W moich obrazach staram się oddawać pewną atmosferę z nutą tajemnicy. Lubię harmonię i wyszukany kolor. Fascynuje mnie gra światła i towarzyszące cienie. Dlatego planuję kontynuację cyklu obrazów z mojej ostatniej wystawy.
Jednak moje osobiste postrzeganie sztuki nie wpływa na dobór artystów, których zapraszam do Galerii. Jestem tylko opiekunem galerii Miejskiego Domu Kultury, a nie jej właścicielem. To miejsce spełnia ważną rolę edukacyjną, dlatego dążę do różnorodności wystawienniczej.
Czy łatwo zaprosić do galerii tak zwanego „dobrego artystę”?
Niestety, nie jest to takie łatwe, jak by się wydawało. Znane nazwisko ma swoją cenę i zasady. Taki artysta wymaga zapewnienia transportu, wydania katalogu. Nawet kiedy znajdziemy na to pieniądze, pojawiają się trudności z ustaleniem terminu wystawy, bo znani artyści wystawiają w kraju i za granicą. Dlatego jako kurator staram się pokazać prace artystów z różnych twórczych środowisk, nie zapominając o twórczości „Wyspiarzy”. Jest ona częścią naszej spuścizny.

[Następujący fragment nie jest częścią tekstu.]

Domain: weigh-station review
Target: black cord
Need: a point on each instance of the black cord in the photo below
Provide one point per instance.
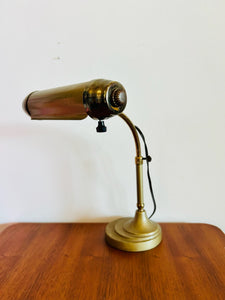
(148, 159)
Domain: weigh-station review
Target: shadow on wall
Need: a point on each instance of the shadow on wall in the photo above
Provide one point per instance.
(48, 175)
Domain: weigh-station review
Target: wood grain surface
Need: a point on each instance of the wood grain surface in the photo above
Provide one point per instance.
(72, 261)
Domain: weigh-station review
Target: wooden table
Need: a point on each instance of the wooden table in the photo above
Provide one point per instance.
(72, 261)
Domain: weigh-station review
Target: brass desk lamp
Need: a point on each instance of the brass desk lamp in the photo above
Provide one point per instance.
(101, 99)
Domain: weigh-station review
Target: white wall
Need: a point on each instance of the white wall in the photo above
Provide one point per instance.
(169, 55)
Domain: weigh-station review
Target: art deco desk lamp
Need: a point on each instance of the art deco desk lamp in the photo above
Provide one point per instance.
(101, 99)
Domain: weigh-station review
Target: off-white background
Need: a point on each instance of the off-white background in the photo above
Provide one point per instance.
(169, 55)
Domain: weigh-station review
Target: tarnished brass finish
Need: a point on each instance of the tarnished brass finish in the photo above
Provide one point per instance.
(98, 98)
(134, 234)
(138, 233)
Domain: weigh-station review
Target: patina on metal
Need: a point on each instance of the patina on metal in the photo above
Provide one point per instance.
(138, 233)
(101, 99)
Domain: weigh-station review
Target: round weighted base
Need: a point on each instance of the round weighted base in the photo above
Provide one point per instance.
(133, 234)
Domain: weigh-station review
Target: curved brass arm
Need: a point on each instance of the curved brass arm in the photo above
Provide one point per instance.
(138, 162)
(134, 132)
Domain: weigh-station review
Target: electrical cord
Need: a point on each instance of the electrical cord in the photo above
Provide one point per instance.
(148, 159)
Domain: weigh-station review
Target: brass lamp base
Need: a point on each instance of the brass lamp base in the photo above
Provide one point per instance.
(133, 234)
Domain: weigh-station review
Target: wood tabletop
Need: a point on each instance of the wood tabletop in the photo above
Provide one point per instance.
(72, 261)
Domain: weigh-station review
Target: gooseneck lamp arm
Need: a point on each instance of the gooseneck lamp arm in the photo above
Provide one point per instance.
(101, 99)
(138, 162)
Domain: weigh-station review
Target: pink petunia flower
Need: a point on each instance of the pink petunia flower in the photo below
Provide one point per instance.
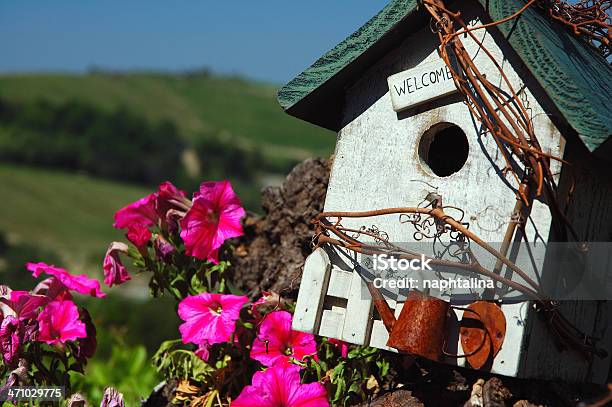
(53, 289)
(280, 386)
(10, 339)
(114, 270)
(276, 343)
(163, 249)
(79, 283)
(214, 217)
(209, 318)
(112, 398)
(140, 212)
(139, 235)
(59, 322)
(149, 210)
(170, 197)
(203, 352)
(343, 346)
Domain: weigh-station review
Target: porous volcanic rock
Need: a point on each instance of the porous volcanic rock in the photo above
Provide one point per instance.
(271, 254)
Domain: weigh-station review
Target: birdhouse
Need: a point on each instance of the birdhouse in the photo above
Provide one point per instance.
(408, 138)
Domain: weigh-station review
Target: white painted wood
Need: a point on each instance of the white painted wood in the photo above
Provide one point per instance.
(377, 165)
(339, 283)
(314, 281)
(332, 322)
(357, 325)
(423, 83)
(380, 336)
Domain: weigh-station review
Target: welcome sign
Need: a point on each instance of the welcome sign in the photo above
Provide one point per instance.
(420, 84)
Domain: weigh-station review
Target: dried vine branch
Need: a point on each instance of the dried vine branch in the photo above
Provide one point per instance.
(588, 20)
(432, 222)
(506, 118)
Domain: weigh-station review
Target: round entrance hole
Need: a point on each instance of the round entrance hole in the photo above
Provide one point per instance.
(444, 149)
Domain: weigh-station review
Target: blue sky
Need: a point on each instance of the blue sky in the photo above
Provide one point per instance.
(270, 40)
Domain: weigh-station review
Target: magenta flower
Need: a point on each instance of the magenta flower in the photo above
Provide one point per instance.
(53, 289)
(149, 210)
(209, 318)
(203, 352)
(170, 197)
(140, 212)
(276, 343)
(114, 270)
(280, 386)
(112, 398)
(25, 305)
(10, 339)
(163, 249)
(59, 322)
(79, 283)
(139, 235)
(213, 218)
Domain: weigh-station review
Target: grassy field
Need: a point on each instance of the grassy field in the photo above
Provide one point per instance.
(68, 215)
(240, 110)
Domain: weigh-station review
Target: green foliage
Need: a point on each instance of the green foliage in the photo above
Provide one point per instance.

Tyle po sobie zostawimy Świnoujścianom.
Czy można żyć bez sztuki?
Sztuka towarzyszy człowiekowi od zarania dziejów. Współczesna epoka niczym się pod tym względem nie różni. Mimo że znacząco wzrosło tempo życia, nadal odczuwamy potrzebę kontaktu z pięknem i wyjątkowością. Czym więcej sztuki w przestrzeni publicznej, tym lepiej. Ona jest nam po prostu niezbędna do rozwoju.
Przy okazji rozmowy, gorąco zapraszam czytelników na wystawę prac Wandy Dengi - Szwaby, niedawno zmarłej artystki ze Świnoujścia. Wernisaż odbędzie się 17 stycznia 2015 roku o godzinie 18.00 w Galerii ART. Wanda nigdy nie uległa modom i trendom. Malowała obrazy realistyczne, pejzaże ukazujące spokój i nostalgię. Ta sztuka powstawała z potrzeby serca.